Sa matière, il l’applique simplement, en peu de couches, par frottis, avec toute la sophistication polie et aventureuse d’un explorateur prenant le temps de se perdre. Cette manière il la fait circuler dans les tableaux par zones et corridors, passant de l’une à l’autre presque à l’aveugle, de proche en proche, telle une souris arpentant un labyrinthe par simple esprit de parcours, sans forcément formuler l’idée d’une issue. Ainsi, l’image est sillonnée de grandes lignes droites trompeuses menant à plusieurs chicanes, certaines donnant sur des embranchements, d’autres, plus nombreuses, dans des culs-de-sac. Le regard suit pareillement ces cheminements pâles et cloisonnés, mais dont les parois tremblent comme si elles étaient faites de papier ; d’ailleurs l’image se déchire par endroits et ouvre d’importants espaces indéterminés – ces épanchements finissent toujours par trouver des veinules où ils peuvent, tant bien que mal se discipliner, mais avant ce moment, libérée, la peinture est en effusion.

Visages, lieux, objets et paysages se dessinent de cette manière.

Les sujets semblent avoir été induits de la même façon.
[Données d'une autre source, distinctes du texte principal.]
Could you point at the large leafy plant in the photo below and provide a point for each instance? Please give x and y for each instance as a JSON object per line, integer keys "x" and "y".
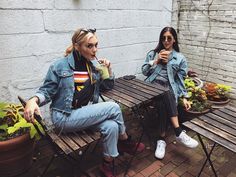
{"x": 196, "y": 96}
{"x": 13, "y": 124}
{"x": 216, "y": 92}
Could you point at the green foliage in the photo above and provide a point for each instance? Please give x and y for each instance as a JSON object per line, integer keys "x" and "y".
{"x": 217, "y": 92}
{"x": 12, "y": 122}
{"x": 196, "y": 96}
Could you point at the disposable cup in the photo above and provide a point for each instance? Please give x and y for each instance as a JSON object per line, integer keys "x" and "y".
{"x": 103, "y": 70}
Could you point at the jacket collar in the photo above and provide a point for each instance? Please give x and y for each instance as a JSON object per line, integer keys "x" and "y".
{"x": 71, "y": 61}
{"x": 174, "y": 54}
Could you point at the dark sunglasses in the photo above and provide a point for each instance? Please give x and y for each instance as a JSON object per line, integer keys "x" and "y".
{"x": 166, "y": 38}
{"x": 89, "y": 30}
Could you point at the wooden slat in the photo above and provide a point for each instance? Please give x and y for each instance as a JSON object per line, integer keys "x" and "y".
{"x": 125, "y": 96}
{"x": 230, "y": 108}
{"x": 94, "y": 134}
{"x": 229, "y": 112}
{"x": 225, "y": 116}
{"x": 78, "y": 139}
{"x": 215, "y": 130}
{"x": 67, "y": 139}
{"x": 211, "y": 136}
{"x": 118, "y": 99}
{"x": 221, "y": 126}
{"x": 139, "y": 87}
{"x": 59, "y": 142}
{"x": 142, "y": 84}
{"x": 85, "y": 137}
{"x": 134, "y": 90}
{"x": 151, "y": 85}
{"x": 133, "y": 93}
{"x": 221, "y": 120}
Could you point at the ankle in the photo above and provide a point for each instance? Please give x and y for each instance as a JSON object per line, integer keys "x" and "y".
{"x": 178, "y": 131}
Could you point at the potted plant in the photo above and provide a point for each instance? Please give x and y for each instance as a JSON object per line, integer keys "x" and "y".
{"x": 17, "y": 140}
{"x": 197, "y": 98}
{"x": 217, "y": 94}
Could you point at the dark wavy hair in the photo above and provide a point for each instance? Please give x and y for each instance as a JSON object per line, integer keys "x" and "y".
{"x": 160, "y": 45}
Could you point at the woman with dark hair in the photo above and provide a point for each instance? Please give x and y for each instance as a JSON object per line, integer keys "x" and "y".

L’exposition de l’artiste à la Galerie David Zwirner comporte : trois faces masculines, un ciel nuageux, un obélisque entouré de grands pins, une cheminée en briques, un bosquet foisonnant de végétaux et de lumière vive, une nocturne de plage, un paysan enchapeauté, un pendule mauve. Le lien entre eux, s’il existe, participe de la dilatation littéraire initiée par les tout premiers tableaux de l’artiste et dont la fin ne pourrait bien jamais advenir. Chacun des tableaux est une vignette étayant la longue description qui sert d’introduction à cette histoire. On en connaît de nombreux détails, sans toutefois avoir de certitudes quant à leur intérêt et leur authenticité. Les narrateurs dont les portraits sont brossés avec justesse n’ont guère les qualités d’éloquence pour accomplir leur tâche, plus rarement encore, ils détiennent des informations utiles en dehors de l’indication de leur propre ignorance. Objets, épisodes et alentours – mêmes lointains – sont consciencieusement indiqués sans toutefois donner suffisamment d’informations pour que l’on puisse déduire s’il s’agit de souvenir réels ou de fantasmes.

Il ne s’agit pas d’une énumération exhaustive, mais d’un désir de circonvolutions narratives, naïvement indolentes face à la nécessité d’en venir aux faits. Car c’est un fait, on ne sait rien de l’intrigue. On a beaux se savoir la longer depuis un bon moment, en connaître vaguement les contours, on ne l’a ni vue ni entendue.